On propose chez ces patients le paracétamol ou un anti-COX-2 sélectif, actuellement le
célécoxib (Celebrex) qui est encore commercialisé en Suisse. En cas de doute quant à
leur tolérance (absence de prise préalable notamment), on recommande des tests de
provocation rapide sous surveillance de quelques heures. Le paracétamol est très
rarement responsable d'intolérance à doses courantes, surtout per os. A noter que
moins de 5% des patients intolérants aux AINS réagissent aux anti-COX-2 sélectifs. En
cas de douleurs importantes, les dérivés de la codéine et des opiacés sont naturellement
prescrits à ces patients.
conclusion
Les réactions de type allergique aux AINS sont le plus souvent liées à une intolérance
pharmacologique, ainsi les réactions croisées impliquant potentiellement toutes les
classes d'AINS non ou semi-sélectifs sont fréquentes : c'est en particulier le cas des
patients avec réaction respiratoire aux AINS et de ceux souffrant d'urticaire chronique.

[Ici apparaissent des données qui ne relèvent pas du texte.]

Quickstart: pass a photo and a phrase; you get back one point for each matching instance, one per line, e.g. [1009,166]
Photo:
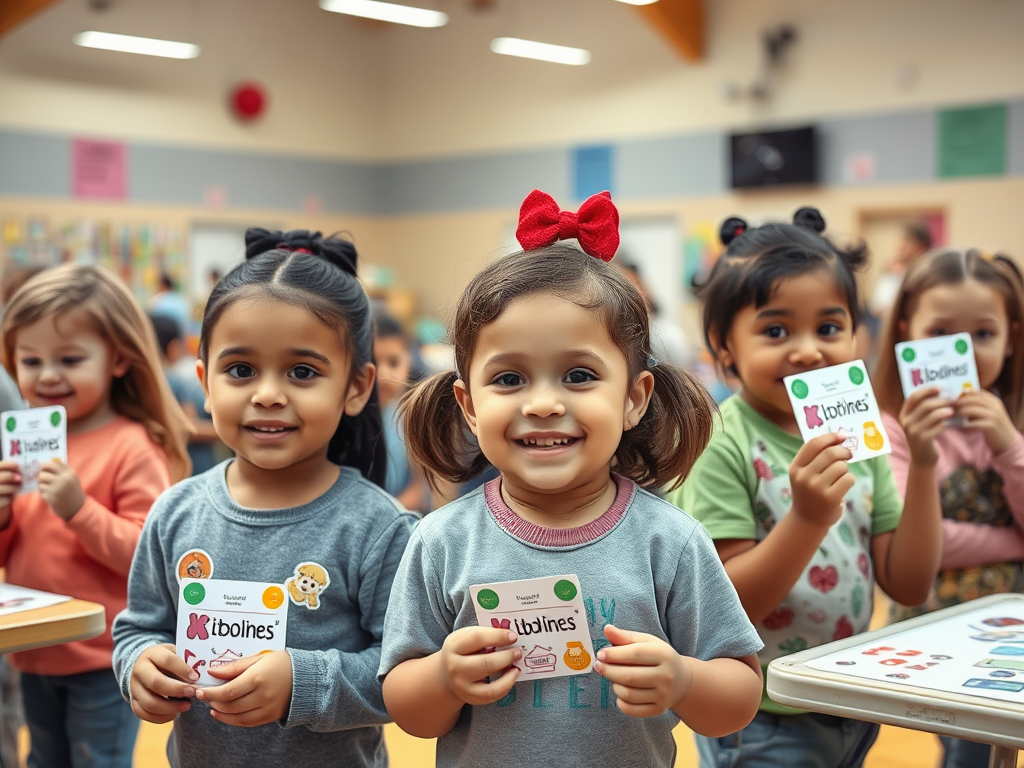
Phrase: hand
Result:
[10,481]
[984,411]
[259,690]
[820,479]
[59,486]
[925,415]
[156,682]
[466,664]
[647,675]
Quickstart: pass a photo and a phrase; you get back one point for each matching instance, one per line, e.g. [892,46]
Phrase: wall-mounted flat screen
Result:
[772,158]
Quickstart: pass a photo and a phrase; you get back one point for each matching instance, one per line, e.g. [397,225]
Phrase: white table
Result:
[957,672]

Lors de réaction urticarienne aiguë, le risque de réactions croisées est difficile à prédire,
ainsi la prudence s'impose. Il est possible d'induire une tolérance à des faibles doses
d'aspirine lorsque son effet anti-agrégant est indiqué. Enfin, la grande majorité des
patients intolérants aux AINS supportent le paracétamol et les AINS sélectifs tels que le
célécoxib. Néanmoins, lorsque ces médicaments n'ont jamais été administrés, on
conseille un test de provocation avant de les prescrire.